Modern history is littered with the corpses of collapsed banks. From the Great Depression in the 1930s to the financial crisis of 2008 banks have gone down, taking depositors’, lenders’, and shareholders’ funds with them as they fell. All too often they’ve taken the entire economy with them as well.

This is the story of one bank’s failure — WAMU’s. We’ll use it to show how asset quality, capital, and liquidity worked together to determine WAMU’s fate. And we’ll see how WAMU’s experience applies to banks in general.

At the end of 2007, WAMU was the 6th biggest bank in the United States, with $328 billion in assets, $250 billion in the form of loans. WAMU funded its assets mainly with $182 billion in deposits, $107 billion in debt, and $25 billion in shareholders equity. With a total regulatory capital ratio of 12.3%, the bank was officially well capitalized.
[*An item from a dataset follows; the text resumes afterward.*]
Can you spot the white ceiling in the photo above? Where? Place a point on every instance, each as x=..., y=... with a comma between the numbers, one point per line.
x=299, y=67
WAMU’s loans were mostly higher-risk mortgages: 78% of loans were mortgages, and 67% of mortgages were higher-risk adjustable-rate and sub-prime loans. When home prices fell 10% from the start of 2007 through the first half of 2008, many of WAMU’s customers stopped making payments. The bank’s delinquent loans grew by 304%.

That forced WAMU to take $12.5 billion in charges against the value of its mortgage portfolio. That in turn caused $4.5 billion in net losses, along with dividends and share buybacks, driving shareholders’ equity down by $6.3 billion, a 30% decline from 2007. The company had to raise $7.2 billion in new equity from a private investor in the second quarter of 2008 to make up for the loss of capital.

WAMU is a classic example of the connection between asset quality and capital.

Step 1 — Start with a portfolio of unusually risky loans. Step 2 — Because of declines in collateral value and increases in payment defaults, write down those loans to their collectible value. Step 3 — Record the write-downs as an expense. Step 4 — If credit costs get big enough, record a net loss. Step 5 — Reduce retained earnings in shareholders’ equity by the net losses. Step 6 — Reduce capital by the drop in shareholders’ equity.

As WAMU’s losses mounted, depositors’ confidence fell. They got even more nervous after IndyMac, another bank with a lot of high-risk mortgages, failed in July of 2008. From March 2007 through June 2008, WAMU’s retail deposits fell by $24 billion (an 11% drop) in spite of the fact that most were insured by the US government. Wholesale deposits fell by $17 billion (a 99% drop).

When Fannie Mae, Freddie Mac, Lehman Brothers, Merrill Lynch, and ten money-market mutual funds all failed in September, something like panic set in. That month WAMU lost another $15 billion in deposits. By September 25 WAMU had only $13 billion left in liquidity from cash and un-borrowed lines of credit. That day the FDIC seized the bank and sold its assets to JP Morgan for $1.9 billion.

WAMU is a classic example of the connection between capital and liquidity.

Step 1 — The cost of loan write-downs climbs. Step 2 — As credit costs grow, so do net losses. Step 3 — Net losses threaten to reduce capital by a significant amount. Step 4 — Depositors become more and more worried about their potential losses. Step 5 — Uninsured deposits run off entirely and even insured deposits start to shrink. Step 6 — The bank uses too much of its cash and credit lines to replace lost deposits.